そういう意味では、ここから大きくこの国も変わるのだろう。それがどんな混乱や、もしかすると阿鼻叫喚を招くかはわからないけど、そうでもしないと浮かばれない部分もあるのかな、とは思っている。

トレードオフ。

花粉症シーズンがピークにきて、辛い日々である。なんとなく眠い状態が続く。自宅で仕事をしているとなんとなく昼寝をしたくなる衝動に駆られる。そこで横になって目を閉じればすぐに眠れるわけでもなく、自分が世界から取り残されているような感覚に陥ったりもする。人間というのはやっかいな生き物である。

外を出歩くと、(汚くて申し訳ないが)マスクのなかが鼻水でずるずるになってしまったりするので、できる限り自宅で過ごすようには心がけてはいるのだが、そうするとタダでさえ最近働きが悪くなってきているアタマがさらにぼうっとしてくる。この歳にして、細々と手を動かすことからは卒業して、仕事を仕切ってディレクションをしていくほうのポジションに収まらせてもらっている。口銭だけでそこそこ暮らせる才覚があって良かった。もっともこういう類のスキルはトレードオフの関係にあるもので、切った張ったのプレッシャーにさらされているうちに、アタマが悪くなってしまった、という言い方もできるのかもしれない。いずれにせよ、まだまだキャリアは折り返し、自分なりに道を作って頑張っていかねばならない。

いまを生きる。

日銀総裁が今月で交代になる。アベノミクス、異次元の金融緩和とはなんだったのか、これから日本国民は思い知ることになる。既に社会保障の負担は耐え切れないほどに膨らんでおり、なかなかに今の世の中は働くことへのインセンティブが得づらい時代に入っている。

 

先を見ても不安だらけだ。かくなるうえは、不安からは適度に目を逸らし、いまを楽しむ、ということにフォーカスするしかないのだろう。この先どうなったとしても、楽しかった、そして幸せな記憶が蓄積していれば、人はそれでなんとか生きることはできる。

 

そしてできることは、できる限りたくさんのことに足を引っ掛けておくということだ。いままで信じていたものが信じられなくなった時に、よりどころにできるものが多ければ多いほど、人は倒れにくくなる。単一の価値観に依って生きるのではなく、こういう生き方もあり得る、ああいう生き方もあり得る、という選択肢を持っておくことが、乱世を生き抜くコツになる。

 

新しい総裁の植田さんの表情を見て、もうこの国は延命させずにいったん清算をしにいくのだろうな、という意思が伝わってくる。

アルムナイ。

花粉が本格的に飛び始めてツラい。18歳の頃から症状と付き合っているので、もう20年を超える。
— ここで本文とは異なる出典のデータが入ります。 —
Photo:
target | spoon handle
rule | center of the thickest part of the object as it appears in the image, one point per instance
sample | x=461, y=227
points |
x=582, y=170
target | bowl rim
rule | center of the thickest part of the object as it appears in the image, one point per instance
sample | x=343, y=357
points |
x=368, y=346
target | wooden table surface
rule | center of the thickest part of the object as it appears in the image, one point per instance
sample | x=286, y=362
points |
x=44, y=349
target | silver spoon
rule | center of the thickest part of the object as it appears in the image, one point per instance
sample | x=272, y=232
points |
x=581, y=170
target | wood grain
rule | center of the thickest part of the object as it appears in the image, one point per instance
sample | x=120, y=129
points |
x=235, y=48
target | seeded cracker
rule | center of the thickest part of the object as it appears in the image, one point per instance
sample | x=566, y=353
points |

一緒に働いていた人とランチをする。職場が離れてもなお、気にかけてくださり、なにかあったらウチにおいでよと言ってくださるのは本当にありがたい。それだけで気持ちが楽になる。手前味噌にはなるが、辞めてもそうやって声をかけてくれるということは、自分のやってきたことが間違っていなかったのだということを再確認できるなによりのいい機会だ。

いろんな職場で働いて、いい思いをしたこともあるし、時には忸怩たる思いにかられたこともあるけれども、不遇をかこっていた時であっても、見てくれている人は必ずいて、後になって救われる、ということが少なくない。人生にはいい時もそうでない時もあるけれども、全てのことには意味があって、その時その時の表面的な良し悪しだけではとらえられないものがある。だからこそ、人生は面白いのだと思う。

ひとまずは、ガムシャラにやり続けるしかない。

暴力。

スイミングにお迎えに行ったところ、息子が泣いて出てきたのである。聞くと、着替えをしているさなかに誰かに何発か頭を叩かれたのだという。ふいに誰かに暴力を振るわれる経験なんて今の子はそんなにないだろうな、ということを思った。

自分自身が子どもだった頃はまだまだ取っ組み合いのけんかも珍しくなかったし、なによりもきょうだい喧嘩をよくしていた記憶がある。今でこそ消えてしまったが、子どもの頃はこめかみに傷も残っていた。いじめっ子がクラスの子をいじめるようなこともまだまだ普通にあるご時世で、暴力をふるわれないかソワソワしていた記憶もある。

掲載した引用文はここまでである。